Currently, members of the military become eligible for retirement benefits after 20 years of service, with some receiving retirement benefits as early as their late 30s. The formula used to determine benefits is based on the average of the beneficiary’s highest 36 months of pay, and an increase of 2.5 percent for every year of service beyond 20. This retirement system offers very generous benefits to those who qualify, but provides nothing to the more than 85 percent of servicemembers who do not remain in the military for 20 years. As a group of retired generals recently wrote, growing retirement payments currently threaten to crowd out other defense priorities.
The first reform concept would offer only partial monthly payments during a former service member’s working-age years before shifting to full benefits once the individual reaches retirement age. The second option would resemble the existing retirement system, but would use a lower multiplier for years of service beyond 20.

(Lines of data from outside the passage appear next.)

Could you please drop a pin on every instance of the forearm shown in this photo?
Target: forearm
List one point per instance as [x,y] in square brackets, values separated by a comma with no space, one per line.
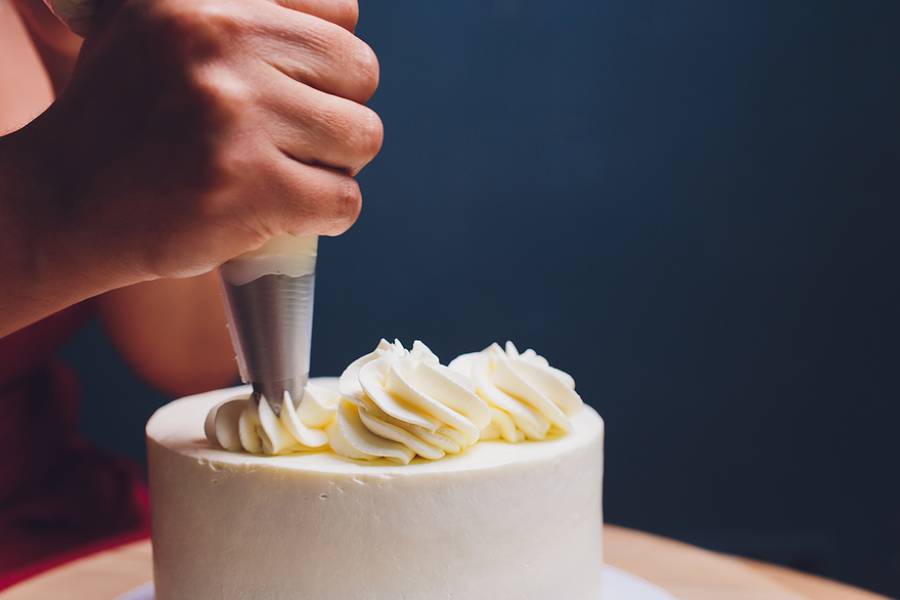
[172,332]
[57,46]
[39,277]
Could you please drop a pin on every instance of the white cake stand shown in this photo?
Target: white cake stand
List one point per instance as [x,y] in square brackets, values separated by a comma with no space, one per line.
[617,585]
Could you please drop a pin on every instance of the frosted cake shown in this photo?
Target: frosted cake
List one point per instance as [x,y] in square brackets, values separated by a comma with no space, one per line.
[404,478]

Both concepts would complement the current defined benefit system with a 401(k)-style Thrift Savings Plan account available to all service members who serve at least six years, continuation bonuses for active duty members, and a lump-sum transition payment provided upon retirement to those with 20 or more years of service. Current military members would be grandfathered into the current retirement system, while new recruits would be covered under the new design.
These reforms would lead to accrual savings to the Military Retirement Trust Fund, allowing the DoD and Treasury to reduce their annual contributions to the Fund. The DoD estimates that once fully implemented, the first idea would allow contributions of $1.8 to $4.1 billion less to the Military Retirement Trust Fund each year, depending on the multiplier used to calculate benefits. The second would save the DoD and the Treasury between $1.4 and $3.7 billion per year, again depending on the benefit multiplier chosen.

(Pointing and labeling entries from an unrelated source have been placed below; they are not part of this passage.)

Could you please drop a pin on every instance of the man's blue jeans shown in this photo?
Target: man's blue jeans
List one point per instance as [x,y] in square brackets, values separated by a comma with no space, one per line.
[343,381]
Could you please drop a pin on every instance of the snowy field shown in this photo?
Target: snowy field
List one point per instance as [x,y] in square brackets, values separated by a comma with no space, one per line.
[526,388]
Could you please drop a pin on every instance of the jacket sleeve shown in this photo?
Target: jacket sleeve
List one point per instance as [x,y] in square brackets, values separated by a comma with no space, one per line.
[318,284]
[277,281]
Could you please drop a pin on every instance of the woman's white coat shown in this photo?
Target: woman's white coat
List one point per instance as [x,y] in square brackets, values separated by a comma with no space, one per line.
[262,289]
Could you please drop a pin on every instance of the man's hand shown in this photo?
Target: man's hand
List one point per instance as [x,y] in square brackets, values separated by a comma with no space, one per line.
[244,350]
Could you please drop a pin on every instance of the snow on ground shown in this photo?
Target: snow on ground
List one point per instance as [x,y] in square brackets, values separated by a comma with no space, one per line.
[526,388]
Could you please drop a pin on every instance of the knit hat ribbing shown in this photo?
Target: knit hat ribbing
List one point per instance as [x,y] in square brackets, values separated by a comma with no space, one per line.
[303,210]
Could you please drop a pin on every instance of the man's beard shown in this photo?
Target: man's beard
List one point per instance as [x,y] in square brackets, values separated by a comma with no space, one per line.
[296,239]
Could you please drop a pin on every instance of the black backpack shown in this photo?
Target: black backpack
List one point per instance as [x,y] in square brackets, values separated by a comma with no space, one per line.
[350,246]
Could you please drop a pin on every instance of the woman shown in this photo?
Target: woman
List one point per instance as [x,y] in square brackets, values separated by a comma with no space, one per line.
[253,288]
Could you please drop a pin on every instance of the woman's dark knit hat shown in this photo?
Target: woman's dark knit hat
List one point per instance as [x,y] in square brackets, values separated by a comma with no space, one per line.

In addition to reducing the amount of contributions necessary, both reform concepts would also lead to savings in the form of reduced benefits. Under both options, outlays would initially increase due to contributions made to the Thrift Savings Plan and more generous continuation and transition payments. In the long run, however, these reforms would save money as service members grandfathered in to the old pension system retire and the share of beneficiaries covered by the reformed system grows. Eventually, the first concept would reduce outlays by between $5.5 and $7.9 billion per year, while the second would reduce outlays by between $6.5 and $10.2 billion per year.

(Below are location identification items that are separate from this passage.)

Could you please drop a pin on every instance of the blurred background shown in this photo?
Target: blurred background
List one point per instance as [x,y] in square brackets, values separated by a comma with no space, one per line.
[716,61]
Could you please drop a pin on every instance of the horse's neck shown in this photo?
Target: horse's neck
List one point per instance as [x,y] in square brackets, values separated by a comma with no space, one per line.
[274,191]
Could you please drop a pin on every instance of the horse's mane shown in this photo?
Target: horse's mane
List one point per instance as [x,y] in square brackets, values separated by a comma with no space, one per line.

While Congress has shown that it is reluctant to make changes to military pensions, several defense officials have called for reforms to set the military retirement system on a more sustainable path. Smart reforms would help the Pentagon address rising personnel costs without negatively effecting retention and recruitment. As the white paper concludes:
While these concepts do realize savings, they are about more than achieving efficiencies or fiscal savings. These design concepts look to the future to help ensure that military service remains attractive to today’s youth and tomorrow’s service member. At the same time, they reflect the importance of balancing the needs of the member, the taxpayer, and the uniformed services. We believe the framework represented by these concepts will sustain the All-Volunteer Force, foster recruiting and retention, ensure an appropriate standard of living for our members, and maintain fiscal sustainability—as set forth in the guiding principles established at the outset of this paper.